A Trajetória de Marcelo Cerqueira
A história da redemocratização no Brasil não pode ser contada sem mencionar Marcelo Cerqueira. Reconhecido como um dos advogados e parlamentares mais dedicados do período autoritário, Cerqueira se destacou por seu ativismo em prol dos direitos dos perseguidos políticos e pela sua participação ativa na campanha pela anistia. Juntamente com Teotônio Vilela, o famoso “Menestrel das Alagoas”, percorreu o país, convocando a sociedade a abraçar a reconciliação nacional.
Minha primeira lembrança de Cerqueira remonta à campanha eleitoral de 1978, quando se lançou como candidato a deputado federal pelo MDB, a convite do falecido líder do Partido Comunista Brasileiro (PCB), Antônio Ribeiro Granja. A candidatura contou com forte apoio em áreas como Niterói e na Baixada Fluminense. Cerqueira fez uma aliança com o deputado estadual Alves de Brito (MDB), que estava em busca de reeleição. Um detalhe marcante dessa campanha foi seu panfleto, intitulado “Dá-lhe, povo”, que fazia referência ao icônico jóquei Luiz Rigoni.

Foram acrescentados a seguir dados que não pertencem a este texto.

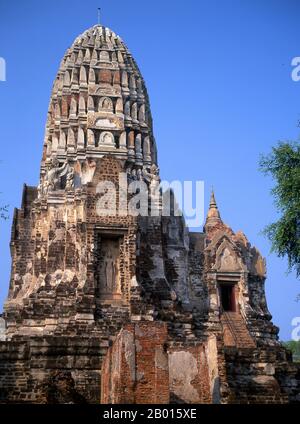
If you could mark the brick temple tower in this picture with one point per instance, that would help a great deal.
(116, 307)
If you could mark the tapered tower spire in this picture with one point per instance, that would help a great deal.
(213, 215)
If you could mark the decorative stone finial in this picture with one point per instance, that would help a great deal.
(213, 215)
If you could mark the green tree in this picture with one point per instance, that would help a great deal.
(283, 165)
(294, 347)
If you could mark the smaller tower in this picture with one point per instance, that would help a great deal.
(213, 215)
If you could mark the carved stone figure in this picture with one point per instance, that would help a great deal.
(70, 179)
(53, 177)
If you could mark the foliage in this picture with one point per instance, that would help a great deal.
(283, 164)
(294, 347)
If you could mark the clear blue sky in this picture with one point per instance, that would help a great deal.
(219, 79)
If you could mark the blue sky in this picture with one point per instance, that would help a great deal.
(219, 78)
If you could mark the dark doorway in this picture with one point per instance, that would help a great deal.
(227, 297)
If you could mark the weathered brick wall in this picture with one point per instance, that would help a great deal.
(140, 368)
(189, 375)
(135, 369)
(51, 370)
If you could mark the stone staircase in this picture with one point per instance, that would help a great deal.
(235, 331)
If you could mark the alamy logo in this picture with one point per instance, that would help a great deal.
(136, 198)
(296, 71)
(2, 69)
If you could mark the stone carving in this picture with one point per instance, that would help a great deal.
(107, 139)
(109, 267)
(151, 173)
(53, 177)
(105, 104)
(70, 179)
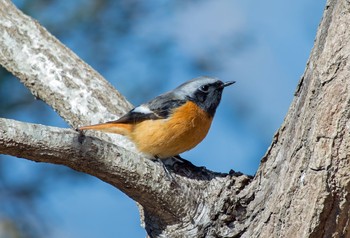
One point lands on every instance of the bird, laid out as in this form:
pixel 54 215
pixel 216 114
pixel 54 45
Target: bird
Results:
pixel 173 122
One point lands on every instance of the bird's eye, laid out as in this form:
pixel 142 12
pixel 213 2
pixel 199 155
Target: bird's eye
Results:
pixel 204 88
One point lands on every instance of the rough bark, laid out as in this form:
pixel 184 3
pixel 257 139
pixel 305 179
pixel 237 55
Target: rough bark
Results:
pixel 301 188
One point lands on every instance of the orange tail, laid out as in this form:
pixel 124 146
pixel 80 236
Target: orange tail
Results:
pixel 118 128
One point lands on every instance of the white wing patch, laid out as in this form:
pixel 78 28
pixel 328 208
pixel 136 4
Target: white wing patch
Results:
pixel 143 109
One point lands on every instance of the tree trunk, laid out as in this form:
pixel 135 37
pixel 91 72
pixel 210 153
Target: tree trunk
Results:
pixel 301 188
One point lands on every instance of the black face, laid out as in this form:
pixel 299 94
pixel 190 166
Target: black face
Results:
pixel 208 96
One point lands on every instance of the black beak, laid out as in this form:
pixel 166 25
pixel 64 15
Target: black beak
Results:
pixel 227 84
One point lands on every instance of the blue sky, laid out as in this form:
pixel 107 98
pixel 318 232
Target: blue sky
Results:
pixel 264 46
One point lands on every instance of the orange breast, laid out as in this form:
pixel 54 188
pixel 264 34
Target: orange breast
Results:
pixel 182 131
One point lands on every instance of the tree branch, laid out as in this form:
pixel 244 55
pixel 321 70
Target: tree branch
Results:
pixel 53 73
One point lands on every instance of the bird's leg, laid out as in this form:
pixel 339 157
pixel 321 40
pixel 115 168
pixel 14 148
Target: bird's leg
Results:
pixel 168 174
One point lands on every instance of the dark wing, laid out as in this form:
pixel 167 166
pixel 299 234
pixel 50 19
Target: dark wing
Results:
pixel 158 108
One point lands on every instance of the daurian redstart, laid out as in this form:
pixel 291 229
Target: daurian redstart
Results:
pixel 173 122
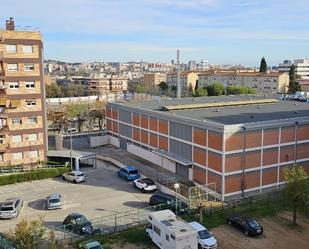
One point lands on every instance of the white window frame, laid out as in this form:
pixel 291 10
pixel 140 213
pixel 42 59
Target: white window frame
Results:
pixel 32 120
pixel 30 84
pixel 33 154
pixel 11 48
pixel 27 50
pixel 30 102
pixel 29 67
pixel 16 121
pixel 32 137
pixel 16 139
pixel 14 84
pixel 17 156
pixel 12 67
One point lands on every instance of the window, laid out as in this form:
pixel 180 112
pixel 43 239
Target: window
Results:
pixel 33 154
pixel 157 230
pixel 16 139
pixel 11 48
pixel 16 120
pixel 32 137
pixel 28 49
pixel 30 102
pixel 14 85
pixel 32 120
pixel 17 156
pixel 12 67
pixel 30 84
pixel 28 67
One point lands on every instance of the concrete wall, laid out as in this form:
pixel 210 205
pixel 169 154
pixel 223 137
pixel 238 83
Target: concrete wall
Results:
pixel 151 157
pixel 98 141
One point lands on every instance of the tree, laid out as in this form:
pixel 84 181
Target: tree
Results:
pixel 215 89
pixel 27 234
pixel 53 91
pixel 163 86
pixel 78 111
pixel 200 92
pixel 293 85
pixel 297 188
pixel 263 66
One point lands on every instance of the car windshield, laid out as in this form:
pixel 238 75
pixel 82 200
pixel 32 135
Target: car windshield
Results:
pixel 7 209
pixel 252 223
pixel 204 234
pixel 54 201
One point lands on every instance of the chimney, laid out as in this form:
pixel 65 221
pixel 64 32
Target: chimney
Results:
pixel 10 25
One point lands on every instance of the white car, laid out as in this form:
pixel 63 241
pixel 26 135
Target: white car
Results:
pixel 145 184
pixel 74 176
pixel 205 238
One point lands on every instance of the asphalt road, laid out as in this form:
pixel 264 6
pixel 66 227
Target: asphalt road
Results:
pixel 102 194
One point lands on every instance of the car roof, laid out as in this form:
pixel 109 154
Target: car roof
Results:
pixel 54 196
pixel 197 226
pixel 129 167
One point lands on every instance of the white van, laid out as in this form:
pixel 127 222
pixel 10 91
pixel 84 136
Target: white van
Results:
pixel 205 238
pixel 168 231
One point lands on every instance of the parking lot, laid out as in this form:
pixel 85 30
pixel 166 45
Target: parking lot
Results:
pixel 103 193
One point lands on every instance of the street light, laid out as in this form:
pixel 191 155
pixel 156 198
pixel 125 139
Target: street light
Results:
pixel 176 186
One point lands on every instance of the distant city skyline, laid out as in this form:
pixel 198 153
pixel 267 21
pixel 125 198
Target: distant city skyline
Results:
pixel 221 31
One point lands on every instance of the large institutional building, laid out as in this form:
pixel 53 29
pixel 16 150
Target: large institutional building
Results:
pixel 23 136
pixel 239 144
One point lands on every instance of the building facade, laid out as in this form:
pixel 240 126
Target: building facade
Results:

Advocacia e Política: Uma Conexão Essential
Formado em Direito, Marcelo Cerqueira construiu uma carreira que mesclava advocacia e política. Ele não era apenas um advogado militante, mas um jurista comprometido com as garantias constitucionais e vigilante em relação aos limites do poder punitivo. Sua experiência como ex-vice-presidente da União Nacional dos Estudantes (UNE) o levou a ingressar no PCB sob a orientação do cineasta Leon Hirszman, conhecido por obras como “Cinco Vezes Favela” e “Eles Não Usam Black-Tie”.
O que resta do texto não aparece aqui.